Brandt stopped, his electric blue eyes assessing her with that penetrating gaze that had made her feel safe once. Now it just made her feel trapped.

“I can’t do this to Oliver again,” she whispered. “He’s just starting to feel normal. To trust that we’re not going to disappear in the middle of the night. If we run now?—”

“If you stay, Aleksandr will find you.” There was no emotion in his voice, just cold certainty. “Maybe not today or tomorrow, but eventually. And when he does, you know what happens next.”

Images flashed through her mind—Alek’s hand around her throat, the way he’d smiled as he’d tightened his grip until black spots danced across her vision. The coldness in his eyes when he’d told her she belonged to him. Forever.

But beneath the old fear, anger began to simmer. “I’m not letting him chase us away from our lives.”

“You don’t have a choice.”

“But I do,” she whispered. “This time, everything is different.”

“How?
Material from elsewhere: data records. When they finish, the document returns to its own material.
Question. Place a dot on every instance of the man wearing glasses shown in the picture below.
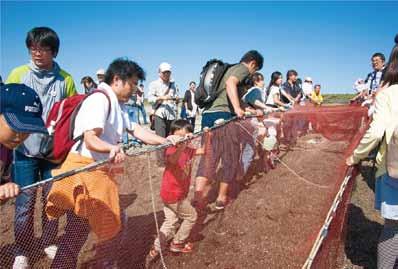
(52, 84)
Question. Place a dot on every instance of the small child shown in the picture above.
(174, 191)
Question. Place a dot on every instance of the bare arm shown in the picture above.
(146, 136)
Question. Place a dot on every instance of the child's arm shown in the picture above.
(206, 142)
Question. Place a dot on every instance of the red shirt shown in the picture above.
(176, 177)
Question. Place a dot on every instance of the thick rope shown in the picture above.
(154, 209)
(284, 164)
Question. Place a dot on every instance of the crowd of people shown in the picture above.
(104, 122)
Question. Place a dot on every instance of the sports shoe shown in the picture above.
(51, 251)
(21, 262)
Because you’ve got friends this time? If you think the men of Valor Ridge or Jax Thorne will protect you, you’re more naive than I gave you credit for.”

She flinched. “This isn’t about Jax.”

“Isn’t it?” Brandt studied her face, and she felt uncomfortably exposed. “You’ve got feelings for him.”

“I barely know him.”

“Yet you’re willing to risk your life—and Oliver’s—to stay in town for him.”